Gdf7 homozygous knockout animals have reduced viability and males are sterile due to a significant reduction in the size of the seminal vesicles.
David Kingsley, Stanford University School of Medicine
Gdf7 (growth differentiation factor 7) is a member of the bone morphogenetic protein (BMP) family that is an essential signaling protein required for the normal growth, branching, and functional differentiation of seminal vesicle epithelium.
These targeted mutant mice carry a knockout of the mouse Gdf7 gene. Homozygous males are sterile due to a significant reduction in the size of the seminal vesicles. The remainder of the male reproductive tract appears normal. Viability of homozygotes is reduced and many die around 8 weeks of age due to hydrocephalus.
The entire mature coding domain was replaced by a neomycin resistance cassette via homologous recombination in (129X1/SvJ x 129S1/Sv)F1- Kitl+-derived R1 embryonic stem (ES) cells. Resultant chimeric mice were backcrossed to C57BL/6 for an unknown number of generations by the donating laboratory.

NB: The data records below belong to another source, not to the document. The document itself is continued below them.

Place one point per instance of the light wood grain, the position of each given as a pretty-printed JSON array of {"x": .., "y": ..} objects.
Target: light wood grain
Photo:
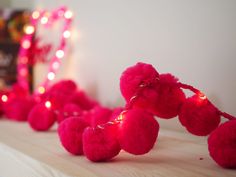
[{"x": 24, "y": 152}]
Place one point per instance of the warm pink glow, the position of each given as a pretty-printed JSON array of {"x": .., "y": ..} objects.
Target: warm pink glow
[
  {"x": 26, "y": 44},
  {"x": 48, "y": 104},
  {"x": 51, "y": 76},
  {"x": 60, "y": 53},
  {"x": 4, "y": 98}
]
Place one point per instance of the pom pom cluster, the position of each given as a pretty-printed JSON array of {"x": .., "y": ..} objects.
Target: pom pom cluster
[{"x": 100, "y": 133}]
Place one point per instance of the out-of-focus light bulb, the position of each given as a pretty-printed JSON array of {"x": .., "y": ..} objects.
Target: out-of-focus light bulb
[
  {"x": 4, "y": 98},
  {"x": 41, "y": 90},
  {"x": 51, "y": 76},
  {"x": 44, "y": 20},
  {"x": 60, "y": 54},
  {"x": 66, "y": 34},
  {"x": 48, "y": 104},
  {"x": 35, "y": 15},
  {"x": 29, "y": 29},
  {"x": 68, "y": 14}
]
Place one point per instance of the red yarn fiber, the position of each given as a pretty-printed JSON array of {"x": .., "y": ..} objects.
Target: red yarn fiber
[
  {"x": 134, "y": 76},
  {"x": 70, "y": 133},
  {"x": 101, "y": 144},
  {"x": 222, "y": 144},
  {"x": 138, "y": 131},
  {"x": 199, "y": 116},
  {"x": 41, "y": 118}
]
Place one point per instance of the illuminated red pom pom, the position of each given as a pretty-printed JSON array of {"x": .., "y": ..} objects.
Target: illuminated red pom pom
[
  {"x": 18, "y": 108},
  {"x": 41, "y": 118},
  {"x": 134, "y": 76},
  {"x": 170, "y": 98},
  {"x": 199, "y": 116},
  {"x": 222, "y": 146},
  {"x": 101, "y": 144},
  {"x": 138, "y": 131},
  {"x": 70, "y": 109},
  {"x": 70, "y": 133}
]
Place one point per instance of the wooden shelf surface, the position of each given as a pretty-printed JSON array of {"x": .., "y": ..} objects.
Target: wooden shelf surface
[{"x": 24, "y": 152}]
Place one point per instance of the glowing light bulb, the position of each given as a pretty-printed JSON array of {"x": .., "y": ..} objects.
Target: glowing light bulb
[
  {"x": 55, "y": 65},
  {"x": 68, "y": 14},
  {"x": 29, "y": 29},
  {"x": 48, "y": 104},
  {"x": 66, "y": 34},
  {"x": 23, "y": 72},
  {"x": 44, "y": 20},
  {"x": 41, "y": 90},
  {"x": 4, "y": 98},
  {"x": 60, "y": 53},
  {"x": 35, "y": 15},
  {"x": 26, "y": 44},
  {"x": 51, "y": 76},
  {"x": 24, "y": 60}
]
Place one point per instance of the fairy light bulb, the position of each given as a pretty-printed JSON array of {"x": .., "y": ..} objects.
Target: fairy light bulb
[
  {"x": 41, "y": 90},
  {"x": 26, "y": 44},
  {"x": 55, "y": 65},
  {"x": 51, "y": 76},
  {"x": 4, "y": 98},
  {"x": 44, "y": 20},
  {"x": 29, "y": 29},
  {"x": 35, "y": 15},
  {"x": 60, "y": 53},
  {"x": 68, "y": 14},
  {"x": 66, "y": 34},
  {"x": 48, "y": 104}
]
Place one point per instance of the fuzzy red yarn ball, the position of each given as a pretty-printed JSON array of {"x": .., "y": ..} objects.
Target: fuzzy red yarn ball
[
  {"x": 101, "y": 144},
  {"x": 222, "y": 144},
  {"x": 41, "y": 118},
  {"x": 199, "y": 116},
  {"x": 170, "y": 98},
  {"x": 69, "y": 109},
  {"x": 18, "y": 108},
  {"x": 134, "y": 76},
  {"x": 70, "y": 133},
  {"x": 138, "y": 131}
]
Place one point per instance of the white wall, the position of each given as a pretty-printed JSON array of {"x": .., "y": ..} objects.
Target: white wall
[{"x": 193, "y": 39}]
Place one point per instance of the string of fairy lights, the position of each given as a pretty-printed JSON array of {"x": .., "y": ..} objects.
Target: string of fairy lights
[{"x": 44, "y": 18}]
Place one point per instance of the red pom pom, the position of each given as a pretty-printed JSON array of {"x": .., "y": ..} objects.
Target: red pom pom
[
  {"x": 138, "y": 131},
  {"x": 199, "y": 116},
  {"x": 134, "y": 76},
  {"x": 222, "y": 146},
  {"x": 170, "y": 98},
  {"x": 70, "y": 132},
  {"x": 18, "y": 108},
  {"x": 69, "y": 110},
  {"x": 41, "y": 118},
  {"x": 101, "y": 144},
  {"x": 161, "y": 98}
]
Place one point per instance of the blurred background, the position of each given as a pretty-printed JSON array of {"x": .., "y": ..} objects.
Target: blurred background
[{"x": 193, "y": 39}]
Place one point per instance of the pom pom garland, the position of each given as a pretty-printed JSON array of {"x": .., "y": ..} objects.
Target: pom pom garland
[
  {"x": 70, "y": 133},
  {"x": 138, "y": 131},
  {"x": 199, "y": 116}
]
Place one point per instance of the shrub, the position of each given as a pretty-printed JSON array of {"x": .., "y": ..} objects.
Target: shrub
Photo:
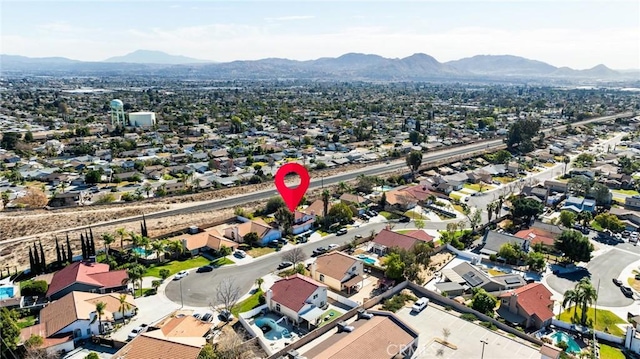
[
  {"x": 469, "y": 317},
  {"x": 34, "y": 288}
]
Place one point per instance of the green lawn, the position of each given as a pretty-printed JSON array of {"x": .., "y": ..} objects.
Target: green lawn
[
  {"x": 260, "y": 251},
  {"x": 596, "y": 226},
  {"x": 329, "y": 316},
  {"x": 26, "y": 321},
  {"x": 176, "y": 266},
  {"x": 628, "y": 192},
  {"x": 605, "y": 320},
  {"x": 609, "y": 352},
  {"x": 389, "y": 215},
  {"x": 247, "y": 304}
]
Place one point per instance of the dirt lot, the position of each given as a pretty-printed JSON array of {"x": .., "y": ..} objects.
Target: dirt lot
[{"x": 46, "y": 226}]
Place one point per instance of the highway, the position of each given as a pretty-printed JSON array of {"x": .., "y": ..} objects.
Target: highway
[{"x": 317, "y": 182}]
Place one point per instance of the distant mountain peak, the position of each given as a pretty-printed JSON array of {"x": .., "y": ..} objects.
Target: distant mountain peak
[{"x": 155, "y": 57}]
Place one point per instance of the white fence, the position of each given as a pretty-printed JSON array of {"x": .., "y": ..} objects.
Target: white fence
[
  {"x": 599, "y": 334},
  {"x": 338, "y": 298}
]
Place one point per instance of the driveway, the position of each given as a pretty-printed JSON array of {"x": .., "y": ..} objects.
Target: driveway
[{"x": 602, "y": 269}]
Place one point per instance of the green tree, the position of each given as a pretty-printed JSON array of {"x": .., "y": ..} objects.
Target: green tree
[
  {"x": 251, "y": 239},
  {"x": 567, "y": 218},
  {"x": 574, "y": 245},
  {"x": 341, "y": 212},
  {"x": 93, "y": 176},
  {"x": 123, "y": 304},
  {"x": 285, "y": 219},
  {"x": 414, "y": 160},
  {"x": 536, "y": 262},
  {"x": 9, "y": 330},
  {"x": 484, "y": 302},
  {"x": 394, "y": 266}
]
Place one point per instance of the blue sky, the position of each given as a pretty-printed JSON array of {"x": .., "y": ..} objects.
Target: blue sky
[{"x": 579, "y": 34}]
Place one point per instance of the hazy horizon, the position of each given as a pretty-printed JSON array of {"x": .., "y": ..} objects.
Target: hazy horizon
[{"x": 579, "y": 35}]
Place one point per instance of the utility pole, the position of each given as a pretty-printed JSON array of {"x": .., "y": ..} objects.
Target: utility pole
[{"x": 484, "y": 342}]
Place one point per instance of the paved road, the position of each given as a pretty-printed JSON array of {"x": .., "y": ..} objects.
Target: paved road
[
  {"x": 317, "y": 182},
  {"x": 602, "y": 269},
  {"x": 198, "y": 289}
]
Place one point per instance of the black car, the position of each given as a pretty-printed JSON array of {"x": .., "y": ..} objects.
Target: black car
[{"x": 204, "y": 269}]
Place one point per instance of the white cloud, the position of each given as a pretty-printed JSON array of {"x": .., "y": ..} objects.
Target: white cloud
[{"x": 616, "y": 48}]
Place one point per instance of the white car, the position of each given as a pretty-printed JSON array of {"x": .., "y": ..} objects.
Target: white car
[
  {"x": 419, "y": 305},
  {"x": 181, "y": 275}
]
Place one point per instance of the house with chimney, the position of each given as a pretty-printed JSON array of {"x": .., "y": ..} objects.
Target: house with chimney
[
  {"x": 339, "y": 271},
  {"x": 299, "y": 298},
  {"x": 86, "y": 277},
  {"x": 529, "y": 306}
]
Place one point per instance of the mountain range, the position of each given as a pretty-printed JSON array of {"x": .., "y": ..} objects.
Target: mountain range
[{"x": 351, "y": 66}]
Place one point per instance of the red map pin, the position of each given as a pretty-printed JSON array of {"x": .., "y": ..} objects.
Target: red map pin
[{"x": 292, "y": 196}]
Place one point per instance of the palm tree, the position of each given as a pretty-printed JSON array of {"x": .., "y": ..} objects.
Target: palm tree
[
  {"x": 158, "y": 247},
  {"x": 121, "y": 232},
  {"x": 124, "y": 305},
  {"x": 100, "y": 306},
  {"x": 588, "y": 295},
  {"x": 325, "y": 202},
  {"x": 107, "y": 239},
  {"x": 259, "y": 282}
]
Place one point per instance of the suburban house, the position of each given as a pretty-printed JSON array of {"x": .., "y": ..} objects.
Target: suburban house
[
  {"x": 493, "y": 241},
  {"x": 144, "y": 346},
  {"x": 72, "y": 317},
  {"x": 339, "y": 271},
  {"x": 299, "y": 298},
  {"x": 632, "y": 202},
  {"x": 302, "y": 222},
  {"x": 382, "y": 336},
  {"x": 86, "y": 277},
  {"x": 266, "y": 233},
  {"x": 530, "y": 306},
  {"x": 579, "y": 204},
  {"x": 387, "y": 239},
  {"x": 464, "y": 277},
  {"x": 211, "y": 239}
]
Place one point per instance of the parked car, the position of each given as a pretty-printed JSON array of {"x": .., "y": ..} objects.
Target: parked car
[
  {"x": 204, "y": 269},
  {"x": 284, "y": 264},
  {"x": 225, "y": 316},
  {"x": 137, "y": 331},
  {"x": 181, "y": 274},
  {"x": 419, "y": 305}
]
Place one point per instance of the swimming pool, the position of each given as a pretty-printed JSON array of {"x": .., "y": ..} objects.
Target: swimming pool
[
  {"x": 141, "y": 252},
  {"x": 271, "y": 329},
  {"x": 564, "y": 337},
  {"x": 366, "y": 259},
  {"x": 6, "y": 292}
]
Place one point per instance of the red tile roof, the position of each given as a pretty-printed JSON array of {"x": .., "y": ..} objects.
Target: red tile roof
[
  {"x": 534, "y": 298},
  {"x": 292, "y": 292},
  {"x": 392, "y": 239},
  {"x": 421, "y": 235},
  {"x": 537, "y": 235},
  {"x": 94, "y": 274}
]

|Allele Name||targeted mutation 1, David M Kingsley|
|Allele Type||Targeted (Null/Knockout)|
|Gene Symbol and Name||Gdf7, growth differentiation factor 7|
|Strain of Origin||(129X1/SvJ x 129S1/Sv)F1-Kitl+|
|Molecular Note||The entire mature coding region was replaced with a neomycin resistance cassette via homologous recombination. Homozygous mutant animals were identified by PCR genotype analysis.|
Heterozygotes are viable and fertile. Viability of homozygotes is reduced and many die around 8 weeks of age due to hydrocephalus. Surviving homozygous males are sterile.
When using the B6;129-Gdf7tm1Kng/J mouse strain in a publication, please cite the originating article(s) and include JAX stock #024649 in your Materials and Methods section.